The “we’re in this together” idea, where anyone can be called on at any time to sweep the kitchen or take out a bag of trash, sets your kid up to be a great roommate, housemate, and significant other. “Creating a culture where we help each other is, to me, a perfect way to live,” Newman says.

What I love about Newman’s philosophy is it’s less about asking for help and more about teaching the kids to jump in and offer. “What can I do to help?” is the number-one phrase she insisted they learn and practice as young people. “I want them to walk into a room and say, ‘What can I do to help?’ in nearly any situation. It's a great mindset. I feel like it makes their lives so much better to have that vibe of being helpful,” Newman says.

Let Kids Make The Mistakes

During a family reunion last summer, my nephew, just graduated from college, helped out by running the dishwasher after a big family meal. He filled the chamber with liquid dish soap—not the dishwasher liquid—and hit go. Suds began to fill the kitchen.
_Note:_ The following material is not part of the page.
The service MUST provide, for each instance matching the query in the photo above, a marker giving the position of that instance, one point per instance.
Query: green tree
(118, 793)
It’s a lesson most of us learn, as they say, the hard way.

With some things, screwing up is how you learn,” Newman says. “Then you really understand and won't do it again.” Giving young people the opportunity to try a chore and miss is important. We’re pretty far past the days when one red T-shirt could ruin an entire load of whites (both dyes and laundry detergent are better than they used to be), but I have watched my firstborn struggle and then succeed with other things, from cooking a successful breakfast to working out scheduling consequences when they double-book themselves.

You Won’t Be Able To Teach Them Everything

Obviously! And that’s okay. It’s a little zany to me that kids today learn coding but so many high schools don’t teach driver’s ed anymore. Hey, you will teach them as much as you can, and they will pick up and learn other things on their own. The important thing is that you’re always available to share what you can and help out without (too much) judgement.

I really did kind of lose my mind when my kid locked themselves out of their apartment and revealed that every spare key was also behind the locked door. But then I talked them through the (disastrous) locksmith appointment and, like with so many things, we eventually laughed about it. And I know they learned a life lesson.